Vibe Garden is my collection of Claude Code plugins that form an integrated development workflow. These tools grew out of practical needs while building projects like the Adventure Engine of Corvran. I kept solving the same problems repeatedly, so I extracted the patterns into reusable tooling.

The Problem Space

AI-assisted development with tools like Claude Code is powerful but chaotic. Without structure, conversations drift, context gets lost between sessions, and complex features sprawl across ad-hoc prompts. I wanted:

  1. Structured feature development: A methodology for taking ideas from vague requirements to working code
  2. Persistent work tracking: A backlog that survives between sessions and integrates with existing tools
  3. Clear handoffs: Knowing when to plan versus when to just code

The Tools

Spiral Grove

A Spec-Driven Development (SDD) methodology implemented as a Claude Code plugin. Spiral Grove provides a four-phase workflow:

SpecificationPlanningTask BreakdownImplementation

Each phase has dedicated commands, templates, and validator agents that ensure quality gates before progression. The methodology treats Claude as a capable but literal-minded pair programmer. Explicit specifications prevent implementation drift, and structured phases maintain coherence across sessions.

Key capabilities:

  • Mandatory validation between phases
  • Parent/child spec hierarchies for complex projects
  • Documentation synthesis from implemented code
  • Spec synthesis to reverse-engineer requirements from existing codebases

Compass Rose

Project management through GitHub Projects, providing a place for the work items that feed into structured development:

  • Tasks and bugs: Small, actionable items (“the input box is too big”)
  • Feature ideas: Larger questions that may need full specs (“add OAuth support”)
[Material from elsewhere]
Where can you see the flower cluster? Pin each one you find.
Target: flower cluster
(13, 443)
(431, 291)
Compass Rose handles the backlog; Spiral Grove handles the implementation. When you start work on a large item, Compass Rose prompts you to escalate to Spiral Grove’s spec-writing workflow.

Key capabilities:

  • Priority-based work recommendations
  • Codebase-aware reprioritization
  • Size-based escalation to structured development
  • Backlog health analysis

How They Work Together

The typical flow:

Compass Rose                          Spiral Grove
─────────────────────────────────────────────────────────────
/next-item
  → Recommends highest priority
    ready item

/start-work 123
  → Small item? Start directly
  → Large item? Prompt for spec →    /spec-writing
                                       → Define requirements
                                     /plan-generation
                                       → Design architecture
                                     /task-breakdown
                                       → Create task list
                                     /implementation
                                       → Build with tracking

Small fixes flow straight to implementation. Complex features get the full treatment. The tools don’t enforce a rigid process. They provide structure when you need it and get out of the way when you don’t.

Design Philosophy

AI as pair programmer, not magic wand. These tools assume Claude is highly capable but benefits from explicit context. Specifications aren’t bureaucracy; they’re communication to a literal-minded partner.
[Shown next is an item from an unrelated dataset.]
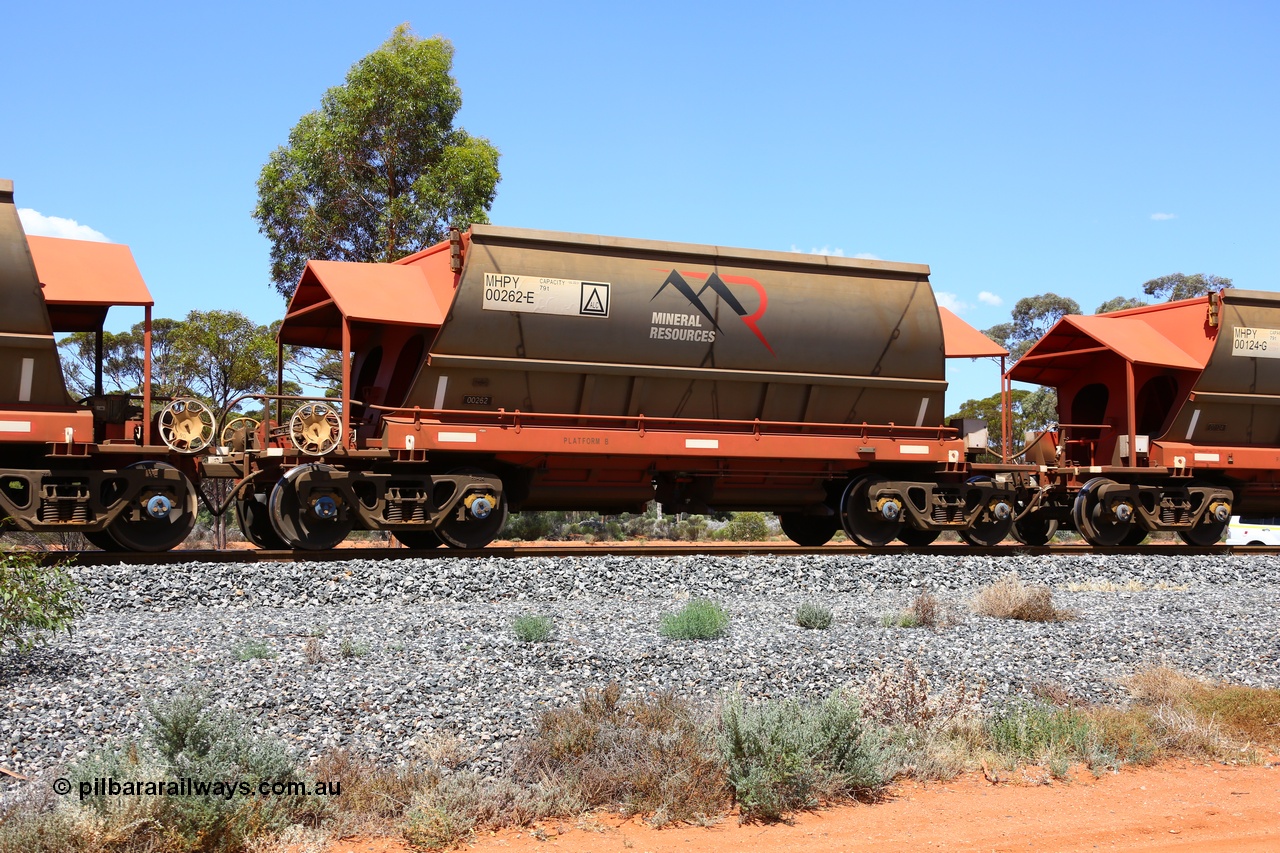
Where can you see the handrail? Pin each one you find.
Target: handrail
(520, 419)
Fresh context per task. Both tools use agent delegation patterns where specialized sub-agents handle discrete work. This prevents context bloat during long sessions and provides “fresh eyes” for validation.

Integrate with existing tools. Compass Rose uses GitHub Projects, not a custom database. Spiral Grove stores artifacts as markdown in .sdd/ directories. Everything is inspectable and version-controlled.

Structure when needed, not always. Bug fixes don’t need specs. The tools detect scope and suggest appropriate process depth.

Why “Vibe Garden”?

The name is a nod to “vibe coding,” the improvisational style of AI-assisted development where you explore ideas through conversation. A garden takes that energy and gives it structure: paths to follow, room to discover what grows, but not paved over.